There is one problem with the book though, and that’s that in my opinion, it spends a bit too much time talking about outside racial issues that have nothing to do with Richardson himself. While they’re an important part of the story of the state of Arkansas and the University, I really don’t know how much they have to do with Richardson. Which is a bit disappointing, since Richardson has an interesting enough back story as it is. Between his unique upbringing, meteoric coaching rise, legendary playing style and the tragic death of his daughter, there’s plenty there for a great book. Adding an extra 30-40 pages of fluff that have nothing to do with him, only slows things down.

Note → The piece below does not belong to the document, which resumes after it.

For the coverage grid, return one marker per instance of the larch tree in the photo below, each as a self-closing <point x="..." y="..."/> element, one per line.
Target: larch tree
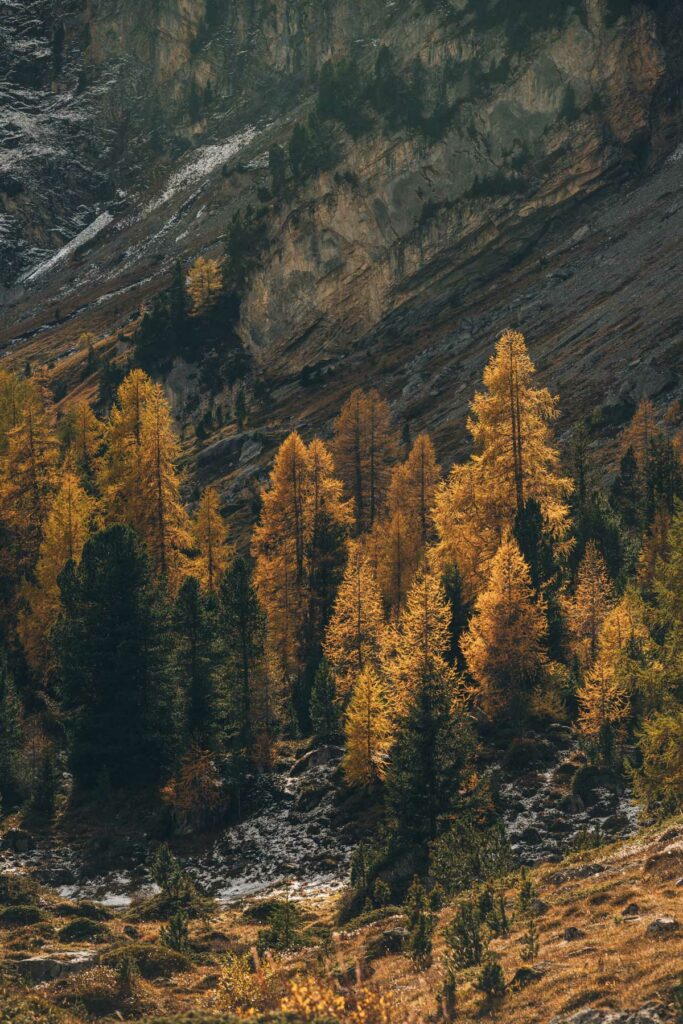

Regardless, read the book if you want an interesting and well-researched perspective on a misunderstood coach. Just know that you’ll have to wade through a couple chapters that have nothing to do with that story.
Aaron’s Grade: B-
Dare To Dream: Connecticut Basketball’s Remarkable March To The National Championship (1999)
Jim Calhoun and Leigh Montville
Alright, so this one has been sitting on my shelf forever, and since I was going out of town this past weekend, I looked forward to diving into it, and getting a background read on my favorite coach (Jim Calhoun) and my favorite team (UConn basketball). The fact that it was written by legendary sportswriter Leigh Montville only added to the effect. But after skimming it this weekend, I’ve got to be perfectly clear: I now know why it sat on my shelf for so long.
From the best I can tell, Dare To Dream, was the one of those hastily thrown together books after a championship season, when an author calls a coach and says “Hey give me a few minutes of your time, and we can both make some quick cash.” Which is apparently what they did. After all, it was sitting on my shelf, meaning that at some point I spent my own hard-earned cash on it.
But beyond a few interesting stories (about Calhoun’s first few months on the job when he slept in a cockroach infested apartment; the recruitment of Nadav Henefield from Israel etc.) there really isn’t much here. It’s Calhoun, talking about Calhoun, in Calhoun’s voice, which is great if you’re a fan like me, but kind of bland if you’re anyone else. Even if Montville had taken a few minutes to talk with Calhoun’s wife, kids, or really anyone else to give an outside perspective on the guy, it would’ve added a layer to the book that wasn’t there. Unfortunately he didn’t.
Buy the book if you love Jim Calhoun or you love UConn. Otherwise this might be one to pass on.
Aaron’s Grade: C
As the summer goes on, I’ll be back with a few more books reviews, and as I mentioned before, I encourage you to pass along any titles that you’ve enjoyed.